At the ripe old age of 42, I accidentally adopted our 7th child. He was 21 mths old when he came to live with us. That was in November and in the following January, I got a job. It was for my practicum for my licensure. I loved it because I was able to still do all that I was doing and work my hours around my kids and their education.

In June of that year (2017), my baby child got sick. My life stopped and everything was put on hold. I had to quit my job because my sole focus was on keeping him alive, maintaining my home, educating my children, and I was taking care of my best friend after her stroke.

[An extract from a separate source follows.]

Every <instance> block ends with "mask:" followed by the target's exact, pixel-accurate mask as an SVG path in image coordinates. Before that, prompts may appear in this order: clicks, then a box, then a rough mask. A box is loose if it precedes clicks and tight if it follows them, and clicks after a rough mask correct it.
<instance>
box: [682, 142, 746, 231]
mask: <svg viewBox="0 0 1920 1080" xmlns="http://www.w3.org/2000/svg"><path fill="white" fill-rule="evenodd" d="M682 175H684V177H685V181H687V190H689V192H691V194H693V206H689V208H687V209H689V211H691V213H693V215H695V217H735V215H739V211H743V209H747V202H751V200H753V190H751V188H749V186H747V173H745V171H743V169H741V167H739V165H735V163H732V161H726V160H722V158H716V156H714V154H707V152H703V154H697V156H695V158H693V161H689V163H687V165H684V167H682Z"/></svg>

There just wasn’t enough time in the day. I assumed my time spent working would count towards my practicum, but alas, she was WAY unethical and none of that time counted.

Hitting 50 and Starting Over

In August of 2022, I applied for a job as a therapist and got hired. I was able to get a supervisor and all was ready for me to work. Upon filling out my paperwork for my associate’s license, it was discovered that my master’s was not enough and I had to go back to school and take another 15 hrs above my master’s. I was devastated. We didn’t have the money, I didn’t want to do it, and there is just no way I could remember anything from 10 years ago. Throwing in the towel was the only option for me.

My supervisor stayed on me and would text/call almost weekly to see what my status was and when I would start school. I explained that that wasn’t what I was going to do. However, he explained that was what I was going to do and to just do it. So. I did it.

His words of wisdom were “you are a perfectionist so do not strive for perfection, strive for passing.” He explained I better not show up with my transcript and have a 4.0. Lots of serious tears, anger, fear, and many phone calls to my sweet supervisor later and I did it…again. I remember calling him and telling him I was done. He sweetly asked what my GPA was and I said “well, I didn’t mean to but…I did get a 4.0.” He laughed.

Getting a Job

I had the degree and a supervisor next up was getting a job. However, that is a post for another day. Oh, and I wouldn’t be opposed to getting my doctorate. Maybe I will consider that when I am 60.